La première porte sur les politiques de rémunération dans le secteur financier. Les autorités nationales de contrôle de ce secteur devront s’assurer que la rémunération des traders, entre autres, n’est pas excessive par rapport aux objectifs de long terme de l’institution financière qui les emploie. Dans le cas contraire, les autorités de contrôle pourraient exiger de cette institution qu’elle gèle davantage de capitaux. Un tel objectif est difficile à atteindre dans le cadre de l’Union européenne elle-même, car les niveaux de rémunération des acteurs financiers varient considérablement d’un pays à l’autre.

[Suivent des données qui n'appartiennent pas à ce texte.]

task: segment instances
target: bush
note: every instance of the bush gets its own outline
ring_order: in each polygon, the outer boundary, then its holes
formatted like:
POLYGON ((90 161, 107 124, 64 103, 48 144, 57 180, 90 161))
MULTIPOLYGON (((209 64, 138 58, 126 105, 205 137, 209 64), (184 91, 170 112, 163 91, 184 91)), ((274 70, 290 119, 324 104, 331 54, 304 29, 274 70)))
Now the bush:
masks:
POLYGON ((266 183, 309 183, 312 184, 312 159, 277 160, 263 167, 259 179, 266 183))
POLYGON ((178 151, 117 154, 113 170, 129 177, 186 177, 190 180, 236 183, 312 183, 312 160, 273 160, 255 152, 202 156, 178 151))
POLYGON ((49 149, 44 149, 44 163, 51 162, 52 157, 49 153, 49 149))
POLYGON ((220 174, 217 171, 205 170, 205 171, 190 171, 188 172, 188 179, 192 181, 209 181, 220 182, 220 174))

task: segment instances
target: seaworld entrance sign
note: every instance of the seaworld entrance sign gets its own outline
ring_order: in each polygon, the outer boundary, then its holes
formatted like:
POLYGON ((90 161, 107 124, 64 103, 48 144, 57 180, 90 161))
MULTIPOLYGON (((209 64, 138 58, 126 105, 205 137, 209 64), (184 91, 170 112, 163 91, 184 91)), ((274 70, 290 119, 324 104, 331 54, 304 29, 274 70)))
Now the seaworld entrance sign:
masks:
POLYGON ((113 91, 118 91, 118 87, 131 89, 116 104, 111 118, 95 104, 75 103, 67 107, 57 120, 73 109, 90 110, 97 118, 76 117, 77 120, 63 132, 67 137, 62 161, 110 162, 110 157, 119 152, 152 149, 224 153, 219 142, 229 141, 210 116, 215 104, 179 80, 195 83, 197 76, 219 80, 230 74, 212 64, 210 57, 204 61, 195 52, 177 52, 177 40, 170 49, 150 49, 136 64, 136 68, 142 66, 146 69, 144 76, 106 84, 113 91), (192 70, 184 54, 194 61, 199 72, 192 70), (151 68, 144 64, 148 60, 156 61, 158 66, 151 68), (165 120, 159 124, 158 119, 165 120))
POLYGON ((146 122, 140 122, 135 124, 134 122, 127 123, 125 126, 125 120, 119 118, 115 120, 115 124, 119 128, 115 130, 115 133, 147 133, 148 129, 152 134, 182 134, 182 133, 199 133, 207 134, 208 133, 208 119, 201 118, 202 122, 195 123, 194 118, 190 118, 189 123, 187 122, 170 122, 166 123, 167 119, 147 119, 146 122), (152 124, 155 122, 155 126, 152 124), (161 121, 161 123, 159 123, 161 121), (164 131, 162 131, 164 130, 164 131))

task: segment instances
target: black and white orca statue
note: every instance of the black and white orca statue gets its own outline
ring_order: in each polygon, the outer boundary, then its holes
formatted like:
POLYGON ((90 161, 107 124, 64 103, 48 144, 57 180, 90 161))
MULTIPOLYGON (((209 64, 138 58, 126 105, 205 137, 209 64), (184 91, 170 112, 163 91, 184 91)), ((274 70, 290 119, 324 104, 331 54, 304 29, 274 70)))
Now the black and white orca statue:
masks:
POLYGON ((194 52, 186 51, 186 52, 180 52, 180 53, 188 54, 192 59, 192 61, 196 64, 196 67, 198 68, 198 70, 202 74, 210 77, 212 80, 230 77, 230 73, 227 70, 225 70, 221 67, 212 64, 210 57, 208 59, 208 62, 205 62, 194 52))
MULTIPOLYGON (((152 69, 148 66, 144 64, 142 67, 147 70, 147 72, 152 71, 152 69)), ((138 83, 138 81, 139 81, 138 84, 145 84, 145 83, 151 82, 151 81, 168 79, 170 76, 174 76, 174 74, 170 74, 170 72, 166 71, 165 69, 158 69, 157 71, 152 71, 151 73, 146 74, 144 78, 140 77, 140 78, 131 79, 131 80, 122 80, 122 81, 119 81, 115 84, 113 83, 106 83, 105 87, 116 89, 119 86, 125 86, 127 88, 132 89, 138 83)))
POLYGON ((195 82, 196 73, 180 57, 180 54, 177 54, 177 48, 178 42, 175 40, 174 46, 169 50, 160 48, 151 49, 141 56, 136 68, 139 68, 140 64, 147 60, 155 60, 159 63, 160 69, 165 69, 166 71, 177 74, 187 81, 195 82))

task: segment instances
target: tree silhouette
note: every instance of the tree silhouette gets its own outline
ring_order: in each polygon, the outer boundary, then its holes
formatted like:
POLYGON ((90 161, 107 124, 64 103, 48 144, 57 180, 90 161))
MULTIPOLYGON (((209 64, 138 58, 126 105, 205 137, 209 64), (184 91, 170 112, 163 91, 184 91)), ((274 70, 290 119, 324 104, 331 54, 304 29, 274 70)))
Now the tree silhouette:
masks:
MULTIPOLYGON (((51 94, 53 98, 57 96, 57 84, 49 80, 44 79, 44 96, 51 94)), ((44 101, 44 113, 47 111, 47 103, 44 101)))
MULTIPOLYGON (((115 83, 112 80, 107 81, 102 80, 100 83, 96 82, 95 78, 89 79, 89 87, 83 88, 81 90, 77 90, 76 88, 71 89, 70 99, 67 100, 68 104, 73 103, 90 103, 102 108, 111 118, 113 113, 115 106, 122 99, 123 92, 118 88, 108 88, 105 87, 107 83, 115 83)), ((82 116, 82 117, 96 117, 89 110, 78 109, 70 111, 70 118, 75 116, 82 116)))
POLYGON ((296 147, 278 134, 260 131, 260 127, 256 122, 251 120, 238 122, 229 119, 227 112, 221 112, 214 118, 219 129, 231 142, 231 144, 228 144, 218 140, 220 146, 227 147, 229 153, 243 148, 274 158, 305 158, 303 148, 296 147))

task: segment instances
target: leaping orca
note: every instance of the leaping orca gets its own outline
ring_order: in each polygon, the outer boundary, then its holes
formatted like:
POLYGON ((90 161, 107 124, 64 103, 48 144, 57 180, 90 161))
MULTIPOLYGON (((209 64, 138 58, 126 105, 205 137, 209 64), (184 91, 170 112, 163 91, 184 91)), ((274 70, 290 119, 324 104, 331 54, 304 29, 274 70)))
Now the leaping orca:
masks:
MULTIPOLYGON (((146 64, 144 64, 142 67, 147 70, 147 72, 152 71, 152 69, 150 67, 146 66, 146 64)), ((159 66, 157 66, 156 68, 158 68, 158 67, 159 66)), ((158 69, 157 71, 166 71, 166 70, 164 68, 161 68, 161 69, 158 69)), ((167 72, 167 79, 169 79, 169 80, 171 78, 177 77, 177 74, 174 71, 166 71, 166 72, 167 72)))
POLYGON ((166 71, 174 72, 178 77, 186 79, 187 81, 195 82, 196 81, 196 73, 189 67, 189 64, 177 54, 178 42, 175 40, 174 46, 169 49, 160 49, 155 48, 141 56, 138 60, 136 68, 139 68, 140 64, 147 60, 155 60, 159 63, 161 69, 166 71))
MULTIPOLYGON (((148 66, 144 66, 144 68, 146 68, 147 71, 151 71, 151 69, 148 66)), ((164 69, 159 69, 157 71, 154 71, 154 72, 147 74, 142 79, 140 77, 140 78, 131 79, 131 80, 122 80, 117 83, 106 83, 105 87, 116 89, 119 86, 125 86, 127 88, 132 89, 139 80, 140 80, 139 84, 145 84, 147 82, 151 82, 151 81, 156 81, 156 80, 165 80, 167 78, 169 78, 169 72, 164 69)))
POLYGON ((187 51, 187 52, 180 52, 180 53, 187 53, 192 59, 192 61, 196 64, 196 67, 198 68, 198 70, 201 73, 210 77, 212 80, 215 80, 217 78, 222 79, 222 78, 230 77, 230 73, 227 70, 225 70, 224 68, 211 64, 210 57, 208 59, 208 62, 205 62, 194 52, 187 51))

Ils dépendent de caractéristiques locales comme le coût de la vie, la fiscalité, la sécurité sociale, les cultures nationales, la gouvernance interne des banques...

De même, à propos des paradis fiscaux, le G20 a déclaré que " l’ère du secret bancaire (était) révolue ". Et il a établi une liste de contre-mesures possibles, telles la transparence et la taxation des paiements provenant des paradis fiscaux, et même des sanctions économiques. Les paradis fiscaux ne sont cependant pas la cause de la crise économique et financière actuelle. Ils constituent plutôt des boucs émissaires commodes pour occulter les dysfonctionnements des grands centres financiers " onshore " comme la City de Londres ou Wall Street. Qui plus est, les membres du G20 ont pris soin de défendre les intérêts de leurs propres paradis fiscaux (Jersey pour le Royaume-Uni, le Delaware ou le Nevada pour les Etats-Unis...), qui n’ont pas été intégrés dans la liste des principaux suspects.Le G20 sera-t-il capable de respecter ses engagements ? Vu l’accueil positif des conclusions du sommet, dans la majorité des pays européens notamment, il devrait se sentir obligé de le faire. Et dans un tel contexte, l’Union devrait prêcher par l’exemple. En ce sens, le rapport dirigé par Jacques de Larosière et publié en mars, qui propose de réformer le système européen de supervision financière, est un pas dans la bonne direction, mais encore timide. Jusqu’à présent, cette supervision des banques, des compagnies d’assurance et des établissements financiers reste de la compétence d’autorités nationales qui partagent peu leurs informations alors que les flux transfrontaliers se multiplient. Trois comités européens regroupant ces superviseurs nationaux existent, mais leurs décisions ne sont pas contraignantes. La crise a confirmé les limites du dispositif. Le rapport de Larosière propose donc que la Banque centrale européenne soit dotée de pouvoirs de contrôle des marchés financiers dans l’Union. Il prévoit aussi d’accorder plus de pouvoirs aux trois comités, mais sans aller jusqu’à les regrouper dans une entité unique forte siégeant au dessus des Etats membres, ce qui aurait été plus efficace et plus conforme à la logique communautaire.